Independent evaluation of auditor appointments

An independent evaluator, Mr David Gascoigne, is currently retained to evaluate auditor appointment processes and report on their probity. His report for 2003-04 is provided on pages 116-117.


Leadership culture

The ability of the leaders of the organisation to promote and model ethical behaviour, openness, integrity and accountability is fundamental to successful governance. It is, however, perhaps the most difficult area of governance to both develop and measure.

Given the nature of our role and purpose, it is incumbent on the Office to demonstrate a high standard of ethical behaviour. The core values which the Office relies on for its credibility and reputation are integrity, independence and competence. We are therefore committed to maintaining and enhancing a leadership culture which supports this behaviour and these values.

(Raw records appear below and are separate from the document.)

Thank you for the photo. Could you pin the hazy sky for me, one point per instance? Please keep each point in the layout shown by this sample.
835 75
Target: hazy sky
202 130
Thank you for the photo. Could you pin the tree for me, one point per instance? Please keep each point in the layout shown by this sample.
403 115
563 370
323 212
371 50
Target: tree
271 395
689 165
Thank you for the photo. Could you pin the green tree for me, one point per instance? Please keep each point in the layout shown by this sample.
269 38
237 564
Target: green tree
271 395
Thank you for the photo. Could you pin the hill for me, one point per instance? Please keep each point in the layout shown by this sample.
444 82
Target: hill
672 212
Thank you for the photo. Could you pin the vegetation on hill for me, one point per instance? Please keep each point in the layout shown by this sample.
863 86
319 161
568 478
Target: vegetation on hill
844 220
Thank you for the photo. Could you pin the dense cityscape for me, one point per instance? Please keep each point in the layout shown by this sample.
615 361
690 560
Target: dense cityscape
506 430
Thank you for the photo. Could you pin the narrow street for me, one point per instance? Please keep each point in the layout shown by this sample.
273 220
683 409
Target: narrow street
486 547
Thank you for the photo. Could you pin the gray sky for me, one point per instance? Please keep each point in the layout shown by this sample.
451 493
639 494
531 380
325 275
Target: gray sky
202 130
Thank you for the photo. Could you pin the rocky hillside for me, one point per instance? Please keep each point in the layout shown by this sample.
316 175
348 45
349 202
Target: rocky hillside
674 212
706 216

We currently reinforce the demonstration of our leadership culture through:

  • clear communication of our expectations of ethical behaviour through our Code of Conduct (which includes Conflict of Interests, Confidentiality and other professional behaviours) and our Independence Standards;
  • seeking ongoing assessment of the perceptions of staff (through the Staff Survey – Audit New Zealand only) of:
    • Management’s demonstration of our values
    • The clarity of our vision and purpose
    • The extent to which co-operation exists within the Office
    • The clarity around performance expectations
    • The degree to which staff feel involved in the organisation and decision-making
    • How satisfied staff are with the level of recognition and reward, and
    • The extent to which staff believe there is opportunity for their development;
  • undertaking 360-degree feedback of key senior staff across the Office;
  • carrying out internal surveys to assess staff perceptions of the accessibility of information, the usefulness of internal systems and procedures and the quality and relevance of services;
  • completing “organisational aptitude” assessments of all Audit New Zealand staff to assess the extent of alignment with the Office’s Strategy; and
  • seeking stakeholder feedback about the perceptions of the Office’s credibility and relevance.

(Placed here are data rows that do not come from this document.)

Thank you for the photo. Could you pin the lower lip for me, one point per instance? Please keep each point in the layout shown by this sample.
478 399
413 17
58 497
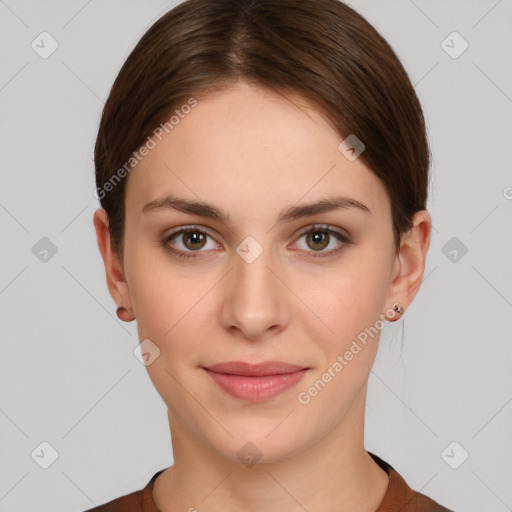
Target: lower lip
256 389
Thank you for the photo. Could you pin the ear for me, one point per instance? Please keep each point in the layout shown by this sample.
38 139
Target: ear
410 261
116 282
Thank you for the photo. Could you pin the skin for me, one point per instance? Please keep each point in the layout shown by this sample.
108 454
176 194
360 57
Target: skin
251 153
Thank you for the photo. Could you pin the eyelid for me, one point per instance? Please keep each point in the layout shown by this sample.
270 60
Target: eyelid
343 238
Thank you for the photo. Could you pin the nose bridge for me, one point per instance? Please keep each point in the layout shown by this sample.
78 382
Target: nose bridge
255 301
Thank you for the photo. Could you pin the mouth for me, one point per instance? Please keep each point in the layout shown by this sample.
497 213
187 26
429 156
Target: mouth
255 382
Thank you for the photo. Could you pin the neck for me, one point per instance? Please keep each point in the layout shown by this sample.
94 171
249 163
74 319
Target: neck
336 472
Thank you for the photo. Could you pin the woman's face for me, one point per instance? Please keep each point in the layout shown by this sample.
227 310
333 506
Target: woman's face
259 285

Each of these mechanisms provides indications of the leadership culture within the Office. We expect to do further work in this area.

Measuring our governance

Little work has been done internationally on measuring the quality, appropriateness, adequacy or effectiveness of the governance arrangements of entities.

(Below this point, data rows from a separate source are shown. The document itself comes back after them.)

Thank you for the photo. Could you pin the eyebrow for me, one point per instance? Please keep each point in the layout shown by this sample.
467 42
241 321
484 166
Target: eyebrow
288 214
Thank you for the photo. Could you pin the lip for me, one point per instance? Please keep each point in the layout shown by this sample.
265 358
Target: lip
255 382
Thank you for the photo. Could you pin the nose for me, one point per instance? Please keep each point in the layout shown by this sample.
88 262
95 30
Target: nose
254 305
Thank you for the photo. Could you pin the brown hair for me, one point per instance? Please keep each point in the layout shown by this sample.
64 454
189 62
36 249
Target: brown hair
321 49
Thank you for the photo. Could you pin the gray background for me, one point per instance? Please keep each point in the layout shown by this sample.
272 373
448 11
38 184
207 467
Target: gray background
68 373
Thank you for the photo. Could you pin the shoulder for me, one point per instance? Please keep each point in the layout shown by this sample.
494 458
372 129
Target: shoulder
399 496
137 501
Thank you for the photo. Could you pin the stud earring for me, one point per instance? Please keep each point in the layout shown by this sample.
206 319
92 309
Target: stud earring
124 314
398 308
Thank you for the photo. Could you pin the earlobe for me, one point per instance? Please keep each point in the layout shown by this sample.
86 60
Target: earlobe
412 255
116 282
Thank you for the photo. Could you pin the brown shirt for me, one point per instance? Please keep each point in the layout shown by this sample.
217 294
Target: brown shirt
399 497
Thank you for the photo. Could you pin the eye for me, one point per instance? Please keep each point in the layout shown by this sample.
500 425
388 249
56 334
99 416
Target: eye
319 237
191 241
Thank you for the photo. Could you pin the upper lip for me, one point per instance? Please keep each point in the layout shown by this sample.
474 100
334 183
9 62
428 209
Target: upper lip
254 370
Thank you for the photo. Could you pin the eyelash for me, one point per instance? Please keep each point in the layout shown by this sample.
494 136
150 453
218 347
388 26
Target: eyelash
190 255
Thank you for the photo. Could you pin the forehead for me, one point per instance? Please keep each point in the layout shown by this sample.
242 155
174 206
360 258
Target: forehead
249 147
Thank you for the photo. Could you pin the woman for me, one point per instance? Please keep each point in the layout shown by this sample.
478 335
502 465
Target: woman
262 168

Typically, reporting is focused on describing the nature of the roles and relationships between the key players. For some time, as an Office, we have advocated for both stronger reporting and measurement of governance.

There were no measures proposed in our Annual Plan for 2003-04. We intend to continue to work on developing suitable measures of governance over the 2004-05 year. We will report on our progress in next year’s Annual Report.


1. Did we implement our governance (and risk management) framework?

During 2003-04, we reviewed and aligned our governance framework to be consistent with our Strategy. This included:

  • The review of our leadership model;
  • The finalisation of our risk management framework and the integration of it within our business planning process; and
  • The development of a framework for monitoring and reporting across the Office.

Areas within our governance framework that we have identified as requiring further improvement are:

  • QA over all products of the Office;
  • The enhancement of our policies and procedures for Sensitive Expenditure and Employee Fraud; and
  • A review of the Office’s legislative compliance.

We intend to address some of these areas over 2004-05, the remainder in successive years.

2. Did we improve our own measurement and reporting of governance?

We consider that we have made some progress in our own measurement and reporting of governance. Significant further work is required.

We have presented the information on our governance framework in this Annual Report as an example of emerging good practice in governance reporting.